Because the dataset was large, sparse, and high-dimensional, the DSC data science team needed to automate the steps required to winnow down the huge number of features. Spark Core, Spark SQL, and finally SparkML would all play a role in creating the recommender. “The final product,” Bevers writes, “would be a collection of linear models, trained and tuned on production data, that could be combined to produce product rankings.”
Data Prep & ETL
But before DSC could get to the machine learning part of the project, the data needed to be pulled out of DSC’s relational datasets and prepared for analysis. This was a challenge unto itself. DSC started by looking at various segments of data in its relational databases, or “groupings of records that needed to be stitched together to describe a domain of events and relationships,” Bevers writes.
Databricks’s data science notebook interface for Spark shell came in particularly handy for these tasks. “Spark notebooks proved to be ideal for trying out ideas and quickly sharing the results or keeping a chronicle of your work for reference later,” Bevers writes.
Once the relational datasets were extracted and cleansed in Databricks’ environment, DSC needed to create aggregates that allowed them to get the time intervals that were important to them. “Comparing specific event types second by second is not fruitful,” Bevers writes. “At that level of granularity, the data is much too sparse to be good fodder for machine learning.”
After rolling up, or “pivoting,” the data sets, DSC then had the features most conducive for training the machine learning models. It used a sparse vector format to represent the pivoted data set using Spark’s resilient distributed data (RDD). “Representing member behavior as a sparse vector shrinks the size of the dataset in memory and also makes it easy to generate training sets for use with MLlib in the next stage of the pipeline,” Bevers writes.
The final step of the process involves data mining. The fact that DSC wanted to use thousands of variables in its model, as opposed to, say, a few dozen, presented a “particularly hard problem,” Bevers writes.
Instead of trying to brute-force a solution for each and every customer, DSC took random samples of its data, and then iterated on them several hundred times using a model based on the stochastic genetic algorithm. Over time, it was gradually able to find the best set of features that make up a high-performing model, without succumbing to problems that affect other approaches, including overfitting, Bevers writes.
DSC would generate different models for each product, and run the models separately. For each product, DSC provisioned a separate Spark cluster with eight nodes and a total of 32 CPUs. The cluster would run continuously for one to two days, generating one high-performing model for each given product in the end.
“Training a model and calculating the evaluation statistic for each feature in that model is computationally expensive,” he writes. “But we had no trouble provisioning large Spark clusters to do the work for each of our products and then terminating them when the job was done.”

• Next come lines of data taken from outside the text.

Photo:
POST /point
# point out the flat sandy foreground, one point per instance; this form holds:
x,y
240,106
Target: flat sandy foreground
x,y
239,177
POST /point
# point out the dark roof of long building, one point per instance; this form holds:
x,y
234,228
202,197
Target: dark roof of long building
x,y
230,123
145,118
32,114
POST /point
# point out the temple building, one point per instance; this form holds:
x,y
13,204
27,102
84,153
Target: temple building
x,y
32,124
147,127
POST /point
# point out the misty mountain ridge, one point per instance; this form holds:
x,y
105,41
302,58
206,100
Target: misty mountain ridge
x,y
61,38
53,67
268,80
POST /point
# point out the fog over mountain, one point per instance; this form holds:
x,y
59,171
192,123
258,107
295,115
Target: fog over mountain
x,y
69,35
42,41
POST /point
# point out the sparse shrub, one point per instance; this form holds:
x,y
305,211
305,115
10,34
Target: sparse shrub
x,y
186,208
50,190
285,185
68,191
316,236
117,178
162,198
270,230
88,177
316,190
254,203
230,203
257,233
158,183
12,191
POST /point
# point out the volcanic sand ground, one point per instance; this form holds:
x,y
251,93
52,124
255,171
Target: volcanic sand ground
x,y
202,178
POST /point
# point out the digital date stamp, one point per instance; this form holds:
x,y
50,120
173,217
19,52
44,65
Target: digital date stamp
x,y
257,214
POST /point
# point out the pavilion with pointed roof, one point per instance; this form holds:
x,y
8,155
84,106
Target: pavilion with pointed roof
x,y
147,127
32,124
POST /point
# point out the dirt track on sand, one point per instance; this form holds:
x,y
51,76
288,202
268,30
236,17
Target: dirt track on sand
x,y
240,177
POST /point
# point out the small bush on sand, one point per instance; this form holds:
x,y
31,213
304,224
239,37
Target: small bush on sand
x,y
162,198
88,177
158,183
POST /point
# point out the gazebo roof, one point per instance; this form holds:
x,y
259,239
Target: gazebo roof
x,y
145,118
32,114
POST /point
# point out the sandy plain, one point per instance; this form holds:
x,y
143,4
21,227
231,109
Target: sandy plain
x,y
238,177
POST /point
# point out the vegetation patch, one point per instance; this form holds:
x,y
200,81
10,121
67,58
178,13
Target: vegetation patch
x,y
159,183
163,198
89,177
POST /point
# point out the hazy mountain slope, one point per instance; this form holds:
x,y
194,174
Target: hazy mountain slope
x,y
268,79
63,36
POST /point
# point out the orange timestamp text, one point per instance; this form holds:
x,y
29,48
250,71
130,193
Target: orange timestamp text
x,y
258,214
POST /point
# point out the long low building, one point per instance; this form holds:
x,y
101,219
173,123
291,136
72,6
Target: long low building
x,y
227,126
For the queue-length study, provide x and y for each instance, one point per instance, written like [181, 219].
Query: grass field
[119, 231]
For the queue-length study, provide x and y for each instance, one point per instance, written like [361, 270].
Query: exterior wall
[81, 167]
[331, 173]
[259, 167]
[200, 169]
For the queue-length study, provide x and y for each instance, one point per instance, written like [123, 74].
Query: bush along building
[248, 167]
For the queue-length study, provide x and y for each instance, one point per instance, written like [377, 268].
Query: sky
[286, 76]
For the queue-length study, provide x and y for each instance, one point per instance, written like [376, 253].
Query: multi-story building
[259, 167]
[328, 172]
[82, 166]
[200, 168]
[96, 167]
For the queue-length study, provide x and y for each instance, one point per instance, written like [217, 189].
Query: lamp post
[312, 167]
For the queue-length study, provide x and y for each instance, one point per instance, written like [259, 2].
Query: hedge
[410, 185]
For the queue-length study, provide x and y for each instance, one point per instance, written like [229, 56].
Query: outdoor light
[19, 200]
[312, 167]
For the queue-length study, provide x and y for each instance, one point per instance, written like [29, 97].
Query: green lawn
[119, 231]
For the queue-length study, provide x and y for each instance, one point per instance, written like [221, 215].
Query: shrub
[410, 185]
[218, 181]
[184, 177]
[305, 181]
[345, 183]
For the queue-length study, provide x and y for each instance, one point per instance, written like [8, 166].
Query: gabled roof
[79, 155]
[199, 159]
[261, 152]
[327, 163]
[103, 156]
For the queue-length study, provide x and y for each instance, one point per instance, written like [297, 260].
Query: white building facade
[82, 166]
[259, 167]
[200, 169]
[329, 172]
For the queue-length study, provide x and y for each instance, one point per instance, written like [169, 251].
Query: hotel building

DSC has plans to expand its Spark service in the future, including Spark ETL jobs and stream processing applications. It also plans to leverage the integration that Databricks has built for Apache Airflow, a pipeline orchestration platform, which will allow the company to build more complex services.
It looks like Databricks plays heavily in DSC’s future data science plans. “Databricks…provides full-featured job management, REST APIs, and a notebook interface with real-time collaboration and interactive visualizations,” Bevers tells us. “It’s hard to find a set of alternatives bringing together all of that functionality with comparable usability.”